これは吉田著書がフィクションであることを吉見教授も認識しておりますので取り上げる訳にはいかなかったのだと思います。
吉田の詐話が素になって顕在化した問題なのですから、それが嘘であったと判明した時点で問題はもうゼロになってしまうはずなのですが、それが解釈論になって問題が複雑化しているのが慰安婦問題のもどかしいところです。
本音を一言言うと、往生際が悪いように感じています。

挺対協について、かの協議会が主体性を持って慰安婦問題を取り上げたような記述ですがこれも違いますね。
挺対協の設立は1990年11月16日です。
既に第一次提訴が終わった後のことですので青柳敦子さんによる問題提起があってそれを受けて発足したと見るのが自然です。

日本政府が認めてこなかった証拠として何度も登場する清水局長の失言が取り上げられています。
戦後五十年間、謝罪・賠償・名誉回復・個人賠償の問題がまったく未解決のままであった理由は、何より、日本政府のこうした姿勢にあった。敗戦に際して、日本政府が組織的に公文書を破棄・隠滅したことはよく知られているが、そのため国家が関与した証拠がないとして、このような発言が可能だったのである。

よく調べずに軽率な発言をしてしまった清水局長は非難されてしかるべきですが、言葉足らずの答弁を大げさに言って問題点を転換させるのはトリックです。
この言葉でもって、吉田詐話は最初から問題ではなくて、日本政府が関与を認めてこなかったのが一番大事な問題だというような捉え方ができるようになっています。
ちょっと悪質ですね。
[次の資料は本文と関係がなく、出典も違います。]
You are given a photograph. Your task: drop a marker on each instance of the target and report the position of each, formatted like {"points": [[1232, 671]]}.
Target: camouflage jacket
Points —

このトリックは。

この失言を覆すものとして吉見教授が資料を出したわけですがこの資料について秦郁彦教授はこう述べておられます。
防研図書館の「陸支密大日記」は三十年前から公開されていて、慰安婦関係の書類が含まれていることも、軍が関与していたことも、研究者の間では周知の事実だった。
慰安所を利用した軍人の手記や映画やテレビドラマのたぐいも数多く、この種の見聞者をふくめれば、軍が関与していないと思う人の方が珍しかったろう。それをやや舌足らずの国会答弁に結びつけて「国としての関与を認めてこなかった」とこじつけたのは、トリックとしか言いようがない。(略)
わたしはこの頃、他のテーマで防研図書館へ通っていて、旧知の吉見氏から「発見」と「近く新聞に出る」話も聞いていたが、ニュースになるほどの材料かなあと疑問を持った記憶がある。